Das Vereinen von Vorstellungen kann wiederum ein räumliches oder zeitliches Aneinanderfügen, wie bei bildenden oder musikalischen Compositionen sein, dann fällt es unter die künstlerische Production, oder ein Zusammensetzen von Begriffen zu einer einheitlichen Vorstellung, wie beim Bilden von Definitionen, oder ein Vereinen von Vorstellungen durch Beziehungsformen, wo man also zur Folge den Grund, zur Form den Inhalt, zu dem Gleichen das Gleiche, zur einen Alternative die andere, zum Besonderen das Allgemeine sucht oder umgekehrt. In allen Fällen hat man die eine Vorstellung und sucht eine andere, welche die gegebene Beziehung erfüllt. Entweder man hat die gesuchte als schlummernde Erinnerung in sich oder nicht. Im letzteren Falle hat man sie erst direct oder indirect zu erfinden, im ersteren kommt es nur darauf an, dass Einem von den vielen Gedächtnissvorstellungen gerade die rechte einfällt. Beidesfalls ist eine Reaction des Unbewussten erforderlich.

Die Beziehung des Allgemeinen zum Besondern hat ihren einfachsten sprachlichen Ausdruck im Urtheil, wo das Subject das Besondere, das Prädicat das Allgemeine repräsentirt.
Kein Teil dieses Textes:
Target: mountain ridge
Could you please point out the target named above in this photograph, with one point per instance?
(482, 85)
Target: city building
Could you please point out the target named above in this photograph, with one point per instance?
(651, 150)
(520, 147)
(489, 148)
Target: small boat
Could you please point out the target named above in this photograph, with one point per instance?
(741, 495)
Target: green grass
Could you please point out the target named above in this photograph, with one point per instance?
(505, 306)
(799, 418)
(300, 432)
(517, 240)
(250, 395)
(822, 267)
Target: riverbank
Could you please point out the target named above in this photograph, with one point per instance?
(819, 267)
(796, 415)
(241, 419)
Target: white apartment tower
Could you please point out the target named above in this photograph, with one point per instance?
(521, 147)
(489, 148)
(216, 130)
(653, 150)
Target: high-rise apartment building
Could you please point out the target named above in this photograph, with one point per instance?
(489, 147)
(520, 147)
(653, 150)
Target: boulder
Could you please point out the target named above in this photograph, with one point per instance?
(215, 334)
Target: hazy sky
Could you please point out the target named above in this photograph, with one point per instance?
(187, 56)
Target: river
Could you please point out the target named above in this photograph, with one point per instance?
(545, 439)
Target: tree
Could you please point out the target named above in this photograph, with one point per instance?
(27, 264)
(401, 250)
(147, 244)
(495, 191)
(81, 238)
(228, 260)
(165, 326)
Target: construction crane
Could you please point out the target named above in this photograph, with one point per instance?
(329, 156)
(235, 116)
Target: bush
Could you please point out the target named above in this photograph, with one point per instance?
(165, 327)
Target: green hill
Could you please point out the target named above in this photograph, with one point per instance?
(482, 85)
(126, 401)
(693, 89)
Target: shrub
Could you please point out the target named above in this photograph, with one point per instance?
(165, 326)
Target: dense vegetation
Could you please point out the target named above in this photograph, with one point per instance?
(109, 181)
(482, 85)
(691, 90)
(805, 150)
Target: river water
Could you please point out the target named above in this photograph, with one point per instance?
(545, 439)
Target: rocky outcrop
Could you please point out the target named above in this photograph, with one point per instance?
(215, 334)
Zu jedem Besonderen giebt es aber sehr viele Allgemeine, die alle in ihm enthalten sind, darum kann jedes Subject mit Recht viele Prädicate annehmen; welches aber gerade passt, das hängt nur von dem Ziele des Gedankenganges ab; es kommt also auch beim Urtheilen wieder darauf an, dass Einem gerade die rechte Vorstellung einfällt, ebenso wenn man zum Subject das Prädicat, als wenn man zum Prädicat das Subject sucht, denn von einem Allgemeinen sind ja auch wieder viele Besondere umfasst.[268]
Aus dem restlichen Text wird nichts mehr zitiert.